In [None]:
import os
import sys
from dotenv import load_dotenv

import pandas as pd
import geopandas as gpd
from shapely.geometry import Point
from IPython.display import clear_output

load_dotenv()

# Set the download path for demonstration and ensure the folder exists.
download_path = os.getenv("ASA_DOWNLOAD_PATH")
os.makedirs(download_path, exist_ok=True)

git_path = os.getenv("GIT_FOLDER")
cv3_path = os.getenv("CV3_FOLDER")
sys.path.append(git_path)
sys.path.append(cv3_path)

In [None]:
from cerulean_cloud.cloud_function_asa.utils.analyzer import (
    AISAnalyzer,
    InfrastructureAnalyzer,
    DarkAnalyzer,
)

In [None]:
# Import functions from your script.
from asa_analysis.evaluation.source_analyzer_evaluation import (
    label_dark_vessel_results_with_distance,
    label_results_with_st_name,
    apply_labeling,
    process_groundtruth_on_analyzer,
)

In [None]:
collation_datasets_folder = cv3_path + "/asa_analysis/evaluation/"

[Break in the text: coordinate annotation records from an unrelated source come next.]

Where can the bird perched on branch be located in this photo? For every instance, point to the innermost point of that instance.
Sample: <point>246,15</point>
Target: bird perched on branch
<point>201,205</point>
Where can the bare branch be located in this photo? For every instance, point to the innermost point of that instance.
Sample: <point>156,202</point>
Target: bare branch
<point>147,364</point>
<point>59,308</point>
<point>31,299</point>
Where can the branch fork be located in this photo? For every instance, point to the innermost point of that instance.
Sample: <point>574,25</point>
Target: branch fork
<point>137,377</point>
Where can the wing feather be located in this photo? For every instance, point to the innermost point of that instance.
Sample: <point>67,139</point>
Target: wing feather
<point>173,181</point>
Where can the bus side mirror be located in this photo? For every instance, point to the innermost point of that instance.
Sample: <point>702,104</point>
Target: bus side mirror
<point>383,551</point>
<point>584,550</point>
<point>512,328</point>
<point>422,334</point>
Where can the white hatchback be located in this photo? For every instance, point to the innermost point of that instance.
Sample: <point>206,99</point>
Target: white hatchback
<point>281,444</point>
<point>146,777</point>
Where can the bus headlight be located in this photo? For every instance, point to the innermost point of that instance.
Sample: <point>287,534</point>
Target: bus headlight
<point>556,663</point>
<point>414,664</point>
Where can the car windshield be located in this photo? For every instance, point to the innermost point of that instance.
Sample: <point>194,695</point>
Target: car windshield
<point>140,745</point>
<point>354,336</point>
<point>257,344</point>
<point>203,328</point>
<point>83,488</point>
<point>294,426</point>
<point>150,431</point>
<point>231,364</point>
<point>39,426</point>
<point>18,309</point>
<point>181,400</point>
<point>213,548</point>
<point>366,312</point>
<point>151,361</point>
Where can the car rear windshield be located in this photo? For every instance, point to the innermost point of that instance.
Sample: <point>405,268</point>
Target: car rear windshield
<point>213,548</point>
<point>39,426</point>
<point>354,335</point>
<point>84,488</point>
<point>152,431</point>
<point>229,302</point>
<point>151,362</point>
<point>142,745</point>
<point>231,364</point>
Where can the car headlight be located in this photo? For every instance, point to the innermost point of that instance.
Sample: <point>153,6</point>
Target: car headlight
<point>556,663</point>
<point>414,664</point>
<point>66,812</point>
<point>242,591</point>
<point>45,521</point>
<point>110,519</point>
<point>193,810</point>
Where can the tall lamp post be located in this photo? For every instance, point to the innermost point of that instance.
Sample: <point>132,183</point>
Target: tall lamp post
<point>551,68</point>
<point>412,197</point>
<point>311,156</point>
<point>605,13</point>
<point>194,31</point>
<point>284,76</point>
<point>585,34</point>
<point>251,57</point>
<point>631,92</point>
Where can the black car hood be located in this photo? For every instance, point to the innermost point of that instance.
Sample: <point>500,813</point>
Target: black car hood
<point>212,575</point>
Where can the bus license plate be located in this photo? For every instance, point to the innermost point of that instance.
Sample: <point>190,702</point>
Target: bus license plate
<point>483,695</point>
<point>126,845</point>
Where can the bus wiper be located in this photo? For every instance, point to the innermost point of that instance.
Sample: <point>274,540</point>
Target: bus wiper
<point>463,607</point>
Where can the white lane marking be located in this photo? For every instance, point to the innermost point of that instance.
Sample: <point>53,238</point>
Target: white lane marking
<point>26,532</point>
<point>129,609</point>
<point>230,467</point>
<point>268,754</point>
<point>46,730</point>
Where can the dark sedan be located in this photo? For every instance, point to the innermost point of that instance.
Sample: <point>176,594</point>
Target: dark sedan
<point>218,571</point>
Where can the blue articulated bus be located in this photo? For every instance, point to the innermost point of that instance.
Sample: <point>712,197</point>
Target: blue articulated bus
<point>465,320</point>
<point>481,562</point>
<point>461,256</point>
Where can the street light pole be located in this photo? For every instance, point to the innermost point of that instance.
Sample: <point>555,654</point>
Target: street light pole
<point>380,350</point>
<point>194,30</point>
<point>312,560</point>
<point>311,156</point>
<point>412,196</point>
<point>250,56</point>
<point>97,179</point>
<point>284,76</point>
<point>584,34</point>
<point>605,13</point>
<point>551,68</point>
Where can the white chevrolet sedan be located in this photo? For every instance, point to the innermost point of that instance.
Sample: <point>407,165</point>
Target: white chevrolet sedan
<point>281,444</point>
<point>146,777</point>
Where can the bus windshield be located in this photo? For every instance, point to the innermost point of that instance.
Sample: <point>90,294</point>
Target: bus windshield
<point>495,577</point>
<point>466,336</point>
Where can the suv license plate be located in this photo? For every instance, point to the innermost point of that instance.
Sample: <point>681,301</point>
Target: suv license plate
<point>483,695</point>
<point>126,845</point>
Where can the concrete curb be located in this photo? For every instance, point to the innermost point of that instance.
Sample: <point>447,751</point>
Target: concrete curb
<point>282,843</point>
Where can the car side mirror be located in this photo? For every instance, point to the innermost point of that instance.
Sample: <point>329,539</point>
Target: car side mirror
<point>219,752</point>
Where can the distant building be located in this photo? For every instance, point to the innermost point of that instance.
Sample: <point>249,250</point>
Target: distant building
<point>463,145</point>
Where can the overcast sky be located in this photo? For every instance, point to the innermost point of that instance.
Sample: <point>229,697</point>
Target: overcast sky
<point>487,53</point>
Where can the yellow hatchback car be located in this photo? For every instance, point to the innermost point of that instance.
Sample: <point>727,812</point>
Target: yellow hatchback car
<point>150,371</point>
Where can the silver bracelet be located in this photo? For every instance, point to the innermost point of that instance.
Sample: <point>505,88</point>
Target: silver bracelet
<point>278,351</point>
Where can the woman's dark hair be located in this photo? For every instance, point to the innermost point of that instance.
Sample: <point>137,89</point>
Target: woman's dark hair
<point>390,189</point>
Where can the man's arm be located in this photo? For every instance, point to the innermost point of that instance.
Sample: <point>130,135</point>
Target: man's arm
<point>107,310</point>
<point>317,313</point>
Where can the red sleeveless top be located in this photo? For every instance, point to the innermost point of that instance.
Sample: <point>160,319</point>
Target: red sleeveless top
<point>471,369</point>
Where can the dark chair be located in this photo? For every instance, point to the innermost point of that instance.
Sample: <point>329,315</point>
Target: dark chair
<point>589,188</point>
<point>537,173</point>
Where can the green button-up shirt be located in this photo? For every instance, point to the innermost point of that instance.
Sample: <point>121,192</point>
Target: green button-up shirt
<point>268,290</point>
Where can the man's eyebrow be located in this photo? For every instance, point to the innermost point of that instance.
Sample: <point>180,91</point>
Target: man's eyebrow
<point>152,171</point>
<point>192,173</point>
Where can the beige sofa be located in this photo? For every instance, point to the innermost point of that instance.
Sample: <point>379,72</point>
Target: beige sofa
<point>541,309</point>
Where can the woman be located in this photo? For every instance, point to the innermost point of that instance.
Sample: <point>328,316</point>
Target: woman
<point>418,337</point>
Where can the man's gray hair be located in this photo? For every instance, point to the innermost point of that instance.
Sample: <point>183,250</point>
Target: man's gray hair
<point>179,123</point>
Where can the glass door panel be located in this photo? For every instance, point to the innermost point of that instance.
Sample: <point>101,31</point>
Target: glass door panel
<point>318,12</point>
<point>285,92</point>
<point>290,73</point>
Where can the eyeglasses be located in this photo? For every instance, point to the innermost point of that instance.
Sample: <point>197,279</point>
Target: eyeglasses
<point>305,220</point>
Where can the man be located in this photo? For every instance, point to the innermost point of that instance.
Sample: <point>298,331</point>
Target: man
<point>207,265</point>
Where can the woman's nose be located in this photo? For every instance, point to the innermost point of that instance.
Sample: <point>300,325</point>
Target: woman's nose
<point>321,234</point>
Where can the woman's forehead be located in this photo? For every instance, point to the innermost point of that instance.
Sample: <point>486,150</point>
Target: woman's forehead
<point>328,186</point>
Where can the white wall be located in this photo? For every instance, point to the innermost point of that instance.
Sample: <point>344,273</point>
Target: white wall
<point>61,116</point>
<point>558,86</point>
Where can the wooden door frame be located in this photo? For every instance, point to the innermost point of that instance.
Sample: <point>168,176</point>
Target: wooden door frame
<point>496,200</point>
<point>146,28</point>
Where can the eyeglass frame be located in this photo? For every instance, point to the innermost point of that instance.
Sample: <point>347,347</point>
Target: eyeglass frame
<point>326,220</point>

dark_vess_df = pd.read_csv(
    f"{collation_datasets_folder}/refined_dark_vessel_dataset.csv"
)
sar_detections = pd.read_csv(
    f"{collation_datasets_folder}/sar_detections_hitl_dark_ds.csv"
)
sar_detections_infra_vess = pd.read_csv(
    f"{collation_datasets_folder}/gfw_sar_detections_for_hitl.csv"
).drop(columns="Unnamed: 0")


# Keep only rows where 'mmsi' is NaN (i.e. true dark vessel detections)
# true_dark_vess_df = dark_vess_df[dark_vess_df['mmsi'].isna()]
# Create a GeoDataFrame for dark vessels.
dark_vessel_groundtruth = gpd.GeoDataFrame(
    dark_vess_df,
    geometry=gpd.points_from_xy(dark_vess_df["lon"], dark_vess_df["lat"]),
    crs="EPSG:4326",
)

# Process SAR detections (for example purposes; not used further in this demo).
sar_detections_gdf = gpd.GeoDataFrame(
    sar_detections,
    geometry=gpd.points_from_xy(
        sar_detections["detect_lon"], sar_detections["detect_lat"]
    ),
    crs="EPSG:4326",
)
sar_detections_gdf = sar_detections_gdf[sar_detections_gdf["structure_id"].isna()]
sar_detections_gdf = sar_detections_gdf.reset_index()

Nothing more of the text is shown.